Sous Périclès j’eus Athènes pour mère ;
Je visitai Socrate en sa prison.
De Phidias j’encensai les merveilles ;
De l’Ilissus j’ai vu les bords fleurir.
J’ai sur l’Hymète éveillé les abeilles ;
C’est là, c’est là que je voudrais mourir.
Dieux ! qu’un seul jour, éblouissant ma vue,
Ce beau soleil me réchauffe le cœur !
La Liberté, que de loin je salue,
Me crie : Accours, Thrasybule est vainqueur.
Partons ! partons ! la barque est préparée.
Mer, en ton sein garde-moi de périr.
Laisse ma Muse aborder au Pirée ;
C’est là, c’est là que je voudrais mourir.
Il est bien doux le ciel de l’Italie,
Mais l’esclavage en obscurcit l’azur.
Vogue plus loin, nocher, je t’en supplie ;
Vogue où là-bas renaît un jour si pur.
Quels sont ces flots ? quel est ce roc sauvage ?
Quel sol brillant à mes yeux vient s’offrir ?
La tyrannie expire sur la plage ;
C’est là, c’est là que je voudrais mourir.

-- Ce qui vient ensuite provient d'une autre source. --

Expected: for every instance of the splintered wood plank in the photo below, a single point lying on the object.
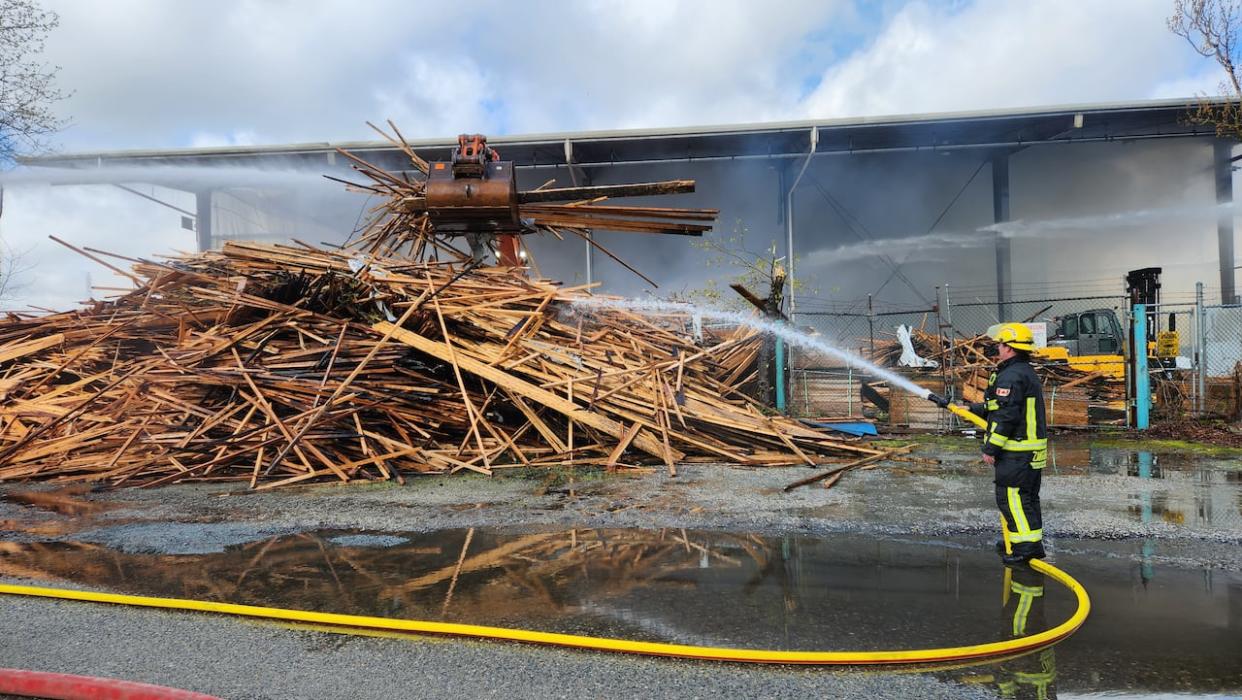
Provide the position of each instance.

Daignez au port accueillir un barbare,
Vierges d’Athène ; encouragez ma voix.
Pour vos climats je quitte un ciel avare
Où le génie est l’esclave des rois.
Sauvez ma lyre, elle est persécutée ;
Et, si mes chants pouvaient vous attendrir,
Mêlez ma cendre aux cendres de Tyrtée :
Sous ce beau ciel je suis venu mourir.